Make no mistake, there are wonderful and valid reasons to strive to have family meals as often as possible. Extensive research has shown that engaging in family meals is linked to fewer depressive episodes, greater academic achievement, more positive family interactions, and connectedness and greater instances of healthy and balanced eating.
Despite all that, more recent research coming out of Cornell University suggests that separating out mediating factors such as frequency of meals, how many adults are present, and whether or not there are distractions around (such as TV) can make a difference in these outcomes. This research also finds that the benefits inculcated in childhood sometimes do not remain into adulthood. The study also looked at the actual qualities that make up the benefits of the family meal and found that family cohesiveness, empathy, communication skills, and overall family attitude were most salient to those outcomes.
I’m thankful that on more days than not, my family is able to eat dinner together. We really love coming together at that time to reconnect after a long day, talk about the highs and lows, and engage with one another in an authentic, unfettered way.
I recognize, however, that the concept of a family meal causes consternation for many moms because they feel it’s something they NEED to do for their family’s well-being, but due to swim practice, homework, two working parents, and chaotic schedules, it often just isn’t able to happen. I’m growing weary of the myriad ways certain parental dogmas force our families into a cookie cutter way of relating and being, even when it doesn’t make sense for that family. This leads to both inner and outside judgement, guilt, and overwhelm that no parent should have to endure. Parenting is hard enough.
Let’s look beyond the family meal to help enact those qualities that the research suggests make the biggest difference — cohesiveness, communication, and empathy within the family unit. And guess what? There are many ways to achieve this outside of a regular family meal. Let me take that burden and guilt away from you and suggest other things that might make sense for your unique family dynamics. Here are five suggestions — and please add your own ideas and comments below!
1. Family meeting
Setting aside one meeting a week, or even a month, can be an effective way to discuss family values, work on cooperation and communication, and set expectations and boundaries for children, all in the name of helping with self-esteem and trust.
2. Family hike
We love hiking together. Hiking is more than just collective physical activity. It allows the family to be in nature together, make decisions about directions, learn survival skills, sing songs, create memories, and even work cohesively to, for instance, help each other scramble over a difficult rock or find a clever way to cross a stream.
3. Family snack
Don’t have time for a family meal? What about a family snack? The same values and benefits afforded to children during the family meal can be achieved with a sit-down snack on a Sunday afternoon, for instance. Yes, it’s shorter and less formal, but it achieves the tenets discussed earlier and may be easier to achieve than a regular family meal.
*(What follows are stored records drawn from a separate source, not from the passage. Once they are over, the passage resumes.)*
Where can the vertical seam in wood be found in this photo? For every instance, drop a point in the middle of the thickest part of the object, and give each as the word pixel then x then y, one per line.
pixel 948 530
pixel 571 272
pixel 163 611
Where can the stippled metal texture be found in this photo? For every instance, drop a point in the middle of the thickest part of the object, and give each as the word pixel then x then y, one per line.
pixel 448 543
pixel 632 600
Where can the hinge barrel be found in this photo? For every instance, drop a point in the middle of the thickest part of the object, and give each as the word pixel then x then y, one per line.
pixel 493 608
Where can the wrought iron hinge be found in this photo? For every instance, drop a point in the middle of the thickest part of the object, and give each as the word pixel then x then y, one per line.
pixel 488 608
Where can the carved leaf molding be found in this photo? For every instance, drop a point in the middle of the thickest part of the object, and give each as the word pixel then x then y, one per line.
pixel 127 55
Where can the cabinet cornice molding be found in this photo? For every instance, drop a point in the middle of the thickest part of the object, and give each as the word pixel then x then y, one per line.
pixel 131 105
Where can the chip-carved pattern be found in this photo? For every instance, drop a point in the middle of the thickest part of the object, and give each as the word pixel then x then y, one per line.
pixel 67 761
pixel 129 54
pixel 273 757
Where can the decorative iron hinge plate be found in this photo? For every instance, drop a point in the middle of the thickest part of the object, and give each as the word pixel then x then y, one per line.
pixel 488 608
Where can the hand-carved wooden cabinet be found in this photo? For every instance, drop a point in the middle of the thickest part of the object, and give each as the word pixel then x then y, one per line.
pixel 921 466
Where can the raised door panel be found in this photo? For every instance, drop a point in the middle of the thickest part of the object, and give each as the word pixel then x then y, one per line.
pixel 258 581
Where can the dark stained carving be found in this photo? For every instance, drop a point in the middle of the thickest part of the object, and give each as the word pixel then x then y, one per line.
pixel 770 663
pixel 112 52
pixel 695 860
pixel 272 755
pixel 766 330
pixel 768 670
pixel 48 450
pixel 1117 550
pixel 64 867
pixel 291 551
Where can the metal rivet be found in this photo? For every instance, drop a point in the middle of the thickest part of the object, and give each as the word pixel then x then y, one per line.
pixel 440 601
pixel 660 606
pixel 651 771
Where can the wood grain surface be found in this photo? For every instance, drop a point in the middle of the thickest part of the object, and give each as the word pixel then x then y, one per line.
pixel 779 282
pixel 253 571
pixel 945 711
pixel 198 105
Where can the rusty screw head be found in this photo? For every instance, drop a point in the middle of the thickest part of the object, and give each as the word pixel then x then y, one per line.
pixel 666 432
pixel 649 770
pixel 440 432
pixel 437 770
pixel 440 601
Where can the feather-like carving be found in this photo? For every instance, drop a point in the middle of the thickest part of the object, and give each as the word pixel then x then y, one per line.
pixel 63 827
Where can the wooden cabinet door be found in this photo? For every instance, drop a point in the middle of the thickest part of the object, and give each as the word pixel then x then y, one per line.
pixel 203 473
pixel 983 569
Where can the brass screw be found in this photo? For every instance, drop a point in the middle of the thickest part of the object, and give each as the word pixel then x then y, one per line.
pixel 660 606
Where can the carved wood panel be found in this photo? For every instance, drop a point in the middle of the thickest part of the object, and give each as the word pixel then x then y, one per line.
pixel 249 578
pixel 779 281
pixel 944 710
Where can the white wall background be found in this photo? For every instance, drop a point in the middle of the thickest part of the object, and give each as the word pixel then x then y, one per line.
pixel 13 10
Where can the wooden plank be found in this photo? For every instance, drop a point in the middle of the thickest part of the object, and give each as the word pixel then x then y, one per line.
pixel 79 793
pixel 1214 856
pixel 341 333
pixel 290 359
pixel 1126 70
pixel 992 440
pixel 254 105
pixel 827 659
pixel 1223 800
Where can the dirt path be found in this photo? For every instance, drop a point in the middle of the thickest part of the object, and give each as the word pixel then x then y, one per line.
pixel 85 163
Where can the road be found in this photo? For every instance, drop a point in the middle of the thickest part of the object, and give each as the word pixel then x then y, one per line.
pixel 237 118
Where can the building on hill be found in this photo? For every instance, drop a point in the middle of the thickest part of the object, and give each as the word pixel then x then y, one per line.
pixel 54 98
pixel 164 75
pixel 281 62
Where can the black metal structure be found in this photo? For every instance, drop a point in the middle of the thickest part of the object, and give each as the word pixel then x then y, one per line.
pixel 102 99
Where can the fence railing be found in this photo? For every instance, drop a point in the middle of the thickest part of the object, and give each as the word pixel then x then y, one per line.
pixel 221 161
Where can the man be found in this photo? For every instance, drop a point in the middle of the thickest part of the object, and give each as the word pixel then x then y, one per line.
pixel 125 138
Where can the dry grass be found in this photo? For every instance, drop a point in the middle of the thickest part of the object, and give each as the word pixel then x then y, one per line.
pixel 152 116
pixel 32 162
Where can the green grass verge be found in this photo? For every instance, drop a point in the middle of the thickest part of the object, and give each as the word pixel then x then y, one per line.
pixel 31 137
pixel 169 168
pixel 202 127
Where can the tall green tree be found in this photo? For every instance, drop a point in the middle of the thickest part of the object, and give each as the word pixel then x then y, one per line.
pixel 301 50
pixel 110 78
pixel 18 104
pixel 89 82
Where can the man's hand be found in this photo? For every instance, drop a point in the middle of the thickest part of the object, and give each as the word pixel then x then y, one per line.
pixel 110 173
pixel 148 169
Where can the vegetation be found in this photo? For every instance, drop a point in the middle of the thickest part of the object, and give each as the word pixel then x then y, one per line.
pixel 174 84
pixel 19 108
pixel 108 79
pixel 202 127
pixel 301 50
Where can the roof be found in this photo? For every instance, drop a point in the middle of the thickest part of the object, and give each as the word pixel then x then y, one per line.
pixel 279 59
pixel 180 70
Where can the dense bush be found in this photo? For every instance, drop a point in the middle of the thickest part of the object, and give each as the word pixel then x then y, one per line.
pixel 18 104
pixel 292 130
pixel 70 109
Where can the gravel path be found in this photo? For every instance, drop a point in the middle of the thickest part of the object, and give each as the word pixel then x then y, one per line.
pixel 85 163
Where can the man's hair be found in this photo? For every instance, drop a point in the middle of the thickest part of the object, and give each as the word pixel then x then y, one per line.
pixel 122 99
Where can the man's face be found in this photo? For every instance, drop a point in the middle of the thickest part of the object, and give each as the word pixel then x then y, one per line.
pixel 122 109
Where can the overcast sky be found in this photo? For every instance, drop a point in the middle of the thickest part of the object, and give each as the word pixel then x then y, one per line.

It also provides a chance to talk to kids about good nutrition, trusting their bodies and hunger cues, and learning about what fuels their bodies to make them thrive.
4. Family clean-up day
This can also be family project day — my husband often enlists my kids to help shovel the driveway, set up an IKEA desk, or fix the dishwasher. We all contribute and problem solve while working together to accomplish something — and then we relish in our successes with mugs of hot chocolate and high fives.
5. Family game night
Talk about conflict resolution! The family game night is another great way to bond as a family. When we play Pictionary, we team up to show the kids what good sportsmanship, healthy competitiveness, and playfulness look like. In those couple of hours we can have teachable moments like how to be a good loser (or winner) while using creativity and good communication skills.
We can all agree that striving for a family meal is beneficial. But are you ready to shed the guilt and look beyond the family meal to see how a family can bond and create long-term positive outcomes with self-esteem, nutrition, empathy, industriousness, and self-efficacy? Give it a try!